In ‘The Engineer,’ a terrible bus bombing kickstarts the events that culminate in the assassination of the man who had masterminded the attack, in addition to several other deadly attacks in Tel Aviv. The story focuses on the hunt for Yahya Ayyash by Israeli forces, but they are not the only ones after him. A US Senator named David Adler launches his own efforts to bring the terrorist to justice. He is spurred by a personal loss, his daughter being one of the victims of the bus bombing. Considering that the movie is based on real events, the audience is bound to wonder if Senator David Adler and his daughter are based on real people.
David Adler’s Arc is Inspired by a Real Incident
‘The Engineer’ is based on real events, but the film’s writer and director had to fill in a lot of gaps about the secret operation in which the Israeli authorities have never confirmed (or denied) their involvement.
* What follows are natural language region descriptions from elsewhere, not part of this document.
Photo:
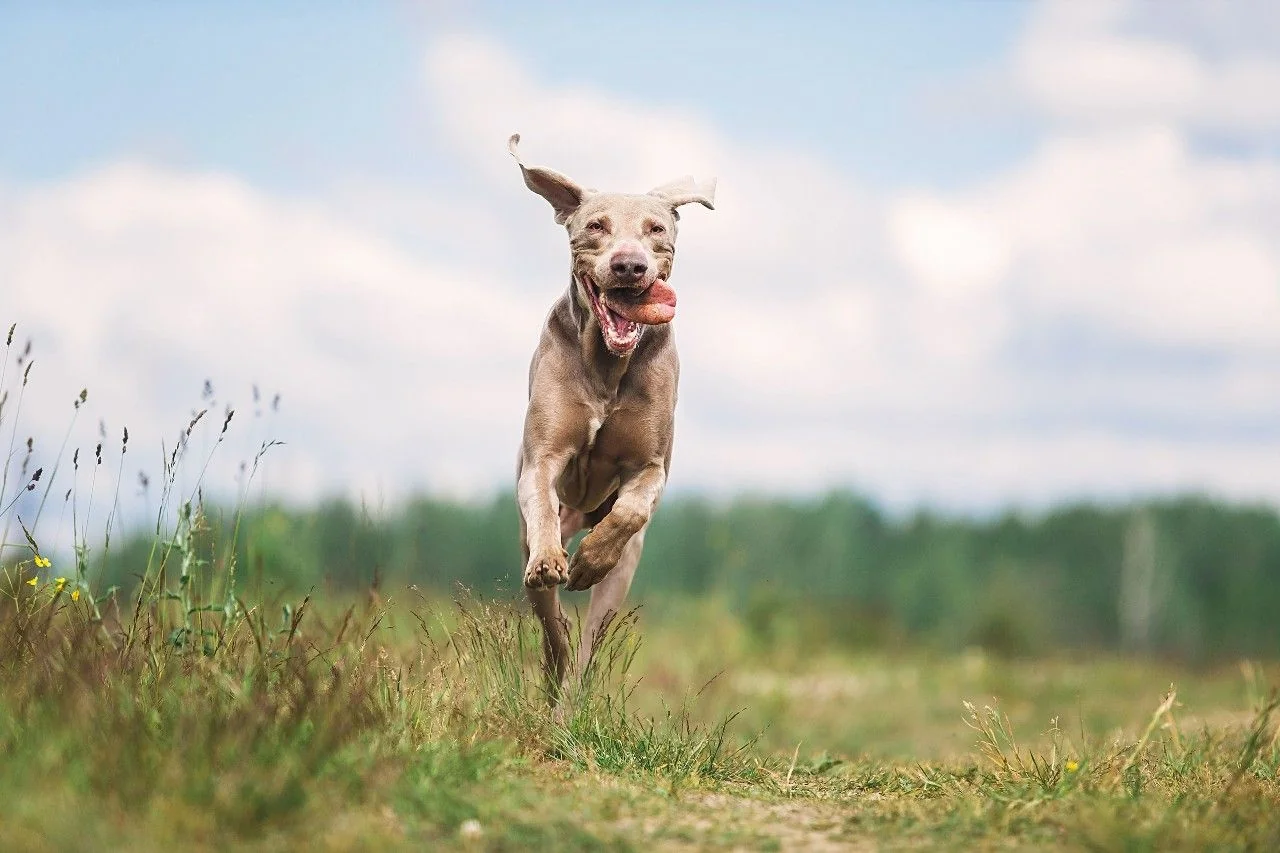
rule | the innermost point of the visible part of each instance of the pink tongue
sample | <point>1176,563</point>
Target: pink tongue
<point>654,306</point>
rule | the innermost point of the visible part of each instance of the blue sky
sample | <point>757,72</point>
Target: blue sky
<point>970,254</point>
<point>289,94</point>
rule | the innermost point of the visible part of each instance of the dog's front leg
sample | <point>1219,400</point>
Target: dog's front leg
<point>602,548</point>
<point>539,505</point>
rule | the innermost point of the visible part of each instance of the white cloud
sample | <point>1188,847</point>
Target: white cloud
<point>1100,318</point>
<point>1083,62</point>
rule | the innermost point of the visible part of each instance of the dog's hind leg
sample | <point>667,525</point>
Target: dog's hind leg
<point>607,600</point>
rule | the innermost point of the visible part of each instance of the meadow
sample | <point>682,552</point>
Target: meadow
<point>164,690</point>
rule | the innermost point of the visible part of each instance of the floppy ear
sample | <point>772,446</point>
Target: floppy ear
<point>565,195</point>
<point>688,191</point>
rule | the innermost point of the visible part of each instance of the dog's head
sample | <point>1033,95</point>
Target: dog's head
<point>622,247</point>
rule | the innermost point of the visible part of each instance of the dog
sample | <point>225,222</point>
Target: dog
<point>602,398</point>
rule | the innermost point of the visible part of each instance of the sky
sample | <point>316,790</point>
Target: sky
<point>967,255</point>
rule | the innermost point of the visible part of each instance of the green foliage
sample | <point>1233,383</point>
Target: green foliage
<point>836,570</point>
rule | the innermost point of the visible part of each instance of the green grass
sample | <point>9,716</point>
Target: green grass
<point>191,714</point>
<point>397,725</point>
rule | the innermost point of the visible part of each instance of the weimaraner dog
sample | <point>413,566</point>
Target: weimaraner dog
<point>602,398</point>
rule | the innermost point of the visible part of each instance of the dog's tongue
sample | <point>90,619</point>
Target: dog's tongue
<point>653,306</point>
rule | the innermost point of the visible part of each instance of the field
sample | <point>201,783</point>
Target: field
<point>406,723</point>
<point>158,694</point>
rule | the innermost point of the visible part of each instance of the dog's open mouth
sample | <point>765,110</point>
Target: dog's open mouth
<point>624,313</point>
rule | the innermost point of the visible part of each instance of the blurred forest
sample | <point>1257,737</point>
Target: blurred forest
<point>1185,578</point>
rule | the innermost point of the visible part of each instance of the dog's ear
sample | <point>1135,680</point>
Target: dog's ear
<point>563,194</point>
<point>686,191</point>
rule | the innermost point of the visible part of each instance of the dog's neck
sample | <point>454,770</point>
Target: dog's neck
<point>603,368</point>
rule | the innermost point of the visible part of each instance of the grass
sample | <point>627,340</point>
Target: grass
<point>190,712</point>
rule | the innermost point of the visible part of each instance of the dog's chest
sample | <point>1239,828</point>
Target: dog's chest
<point>613,442</point>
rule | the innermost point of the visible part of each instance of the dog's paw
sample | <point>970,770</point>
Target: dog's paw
<point>547,570</point>
<point>594,559</point>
The details of the mission to find and kill Ayyash remain secret, which gave the writer, Kosta Kondilopoulous, a lot of room to concoct his own version of how things might have happened. In doing so, he added the plot line about a senator who calls upon the services of an ex-Mossad agent to find and kill Ayyash.
While the filmmakers have not revealed whether they were inspired by a certain event or real people to base the character of David Adler, there are similarities that Adler and his daughter have with real people. In 2003, New Jersey state legislator Robert Singer’s daughter found herself in a situation much like Adler’s daughter in the movie. In the film, Adler’s daughter boards a bus, not knowing that a suicide bomber is on it too. When the bomb explodes, everyone, including Adler’s daughter, on the bus dies. In real life, Robert Singer’s daughter survived.
Sarri Singer was 30 years old when she boarded a bus in Jerusalem in 2003. She was on her way to meet a friend for dinner and took a window seat (despite her preference for aisle seats) on a bus so jam-packed with people that there was no wiggle room for anyone. Unbeknownst to her, there was a suicide bomber on board, standing so close that there were only a couple of people between them. He had 22 pounds of explosives strapped on him, and when it exploded, it killed 16 people, but Sarri survived.
Later, she revealed the injuries she’d sustained in the attack. Her clavicle bone was broken, both her eardrums were blown, her hair and face sustained burns, her leg was injured, and there was shrapnel in her mouth that couldn’t be operated on and is reportedly still there. She stayed for two weeks in the hospital and decided to spend around another week in Israel before moving back to the States to recuperate.
Sarri Singer used to work a couple of blocks away from the World Trade Center and had been late for work on September 11, 2001, when the Twin Towers were attacked. She felt the gravity of having come so close to death and the impact of terrorism that she decided to do something about it, and this led her to Israel, where she had a closer brush with death in 2003. She was not the only American on the bus that day. 46-year-old Alan Beer from Cleveland was also on it, and he died in the blast.
The trauma of having survived a terrorist attack pushed Sarri to work for others who’d been through and survived similar circumstances. Now, she runs Strength to Strength, a non-profit organization that aims to help victims of terror attacks by giving them psychological care, among other things. She has spoken up against terrorism and continues to work around the world to help people heal.
‘The Engineer’ seems to have been inspired by her story, but instead of following Sarri’s journey post the terror attack, the filmmakers focused on the “what if” scenario where the daughter doesn’t survive. What would a US Senator do in such a situation? This question allows the film to imagine an off-the-books mission with ex-Mossad and Shin Bet agents, who eventually join forces with the Israeli agents to bring Ayyash to justice.